Liberty, or freedom, signifieth, properly, the absence of opposition; by opposition, I mean external impediments of motion; and may be applied no less to irrational, and inanimate creatures, than to rational. For whatsoever is so tied, or environed, as it cannot move but within a certain space, which space is determined by the opposition of some external body, we say it hath not liberty to go further. And so of all living creatures, whilst they are imprisoned, or restrained, with walls, or chains; and of the water whilst it is kept in by banks, or vessels, that otherwise would spread itself into a larger space, we use to say, they are not at liberty, to move in such manner, as without those external impediments they would. But when the impediment of motion, is in the constitution of the thing itself, we use not to say; it wants the liberty; but the power to move; as when a stone lieth still, or a man is fastened to his bed by sickness.
What it is to be free.
And according to this proper, and generally received meaning of the word, a freeman,is he, that in those things, which by his strength and wit he is able to do, is not hindered to do what hehas a will to. But when the words free, and liberty, are applied to any thing but bodies, they are abused; for that which is not subject to motion, is not subject to impediment: and therefore, when it is said, for example, the way is free, no liberty of the way is signified, but of those that walk in it without stop. And when we say a gift is free, there is not meant any liberty of the gift, but of the giver, that was not bound by any law or covenant to give it. So when we speak freely, it is not the liberty of voice, or pronunciation, but of the man, whom no law hath obliged to speak otherwise than he did. Lastly, from the use of the word free-will, no liberty can be inferred of the will, desire, or inclination, but the liberty of the man; which consisteth in this, that he finds no stop, in doing what he has the will, desire, or inclination to do.

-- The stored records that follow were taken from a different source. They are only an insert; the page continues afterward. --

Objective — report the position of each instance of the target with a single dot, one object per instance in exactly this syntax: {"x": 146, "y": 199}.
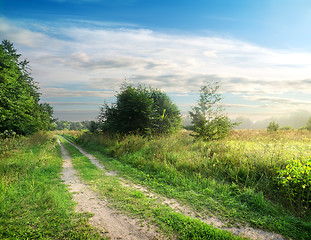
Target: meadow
{"x": 252, "y": 177}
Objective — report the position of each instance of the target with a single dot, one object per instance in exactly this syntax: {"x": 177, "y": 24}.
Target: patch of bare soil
{"x": 114, "y": 224}
{"x": 246, "y": 231}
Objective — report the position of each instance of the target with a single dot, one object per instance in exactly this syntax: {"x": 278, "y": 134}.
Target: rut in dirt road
{"x": 117, "y": 226}
{"x": 242, "y": 230}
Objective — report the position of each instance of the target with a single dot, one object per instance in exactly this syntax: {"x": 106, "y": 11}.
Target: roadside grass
{"x": 233, "y": 179}
{"x": 136, "y": 204}
{"x": 34, "y": 203}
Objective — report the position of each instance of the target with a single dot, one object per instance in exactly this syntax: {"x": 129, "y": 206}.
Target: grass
{"x": 136, "y": 204}
{"x": 34, "y": 203}
{"x": 235, "y": 179}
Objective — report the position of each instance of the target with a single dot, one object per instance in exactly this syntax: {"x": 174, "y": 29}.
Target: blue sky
{"x": 80, "y": 51}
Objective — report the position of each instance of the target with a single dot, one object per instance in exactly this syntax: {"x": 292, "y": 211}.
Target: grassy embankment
{"x": 136, "y": 204}
{"x": 237, "y": 179}
{"x": 34, "y": 203}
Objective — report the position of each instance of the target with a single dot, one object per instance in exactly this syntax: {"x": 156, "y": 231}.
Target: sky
{"x": 80, "y": 51}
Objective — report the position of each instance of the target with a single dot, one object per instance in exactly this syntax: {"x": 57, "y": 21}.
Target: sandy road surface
{"x": 116, "y": 225}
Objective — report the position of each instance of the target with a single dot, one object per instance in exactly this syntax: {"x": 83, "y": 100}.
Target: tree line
{"x": 20, "y": 109}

Fear and liberty are consistent.
Fear and liberty are consistent; as when a man throweth his goods into the sea for fear the ship should sink, he doth it nevertheless very willingly, and may refuse to do it if he will: it is therefore the action of one that was free: so a man sometimes pays his debt, only for fear of imprisonment, which because nobody hindered him from detaining, was the action of a man at liberty. And generally all actions which men do in commonwealths, for fear of the law, are actions, which the doers had liberty to omit.
Liberty and necessity consistent.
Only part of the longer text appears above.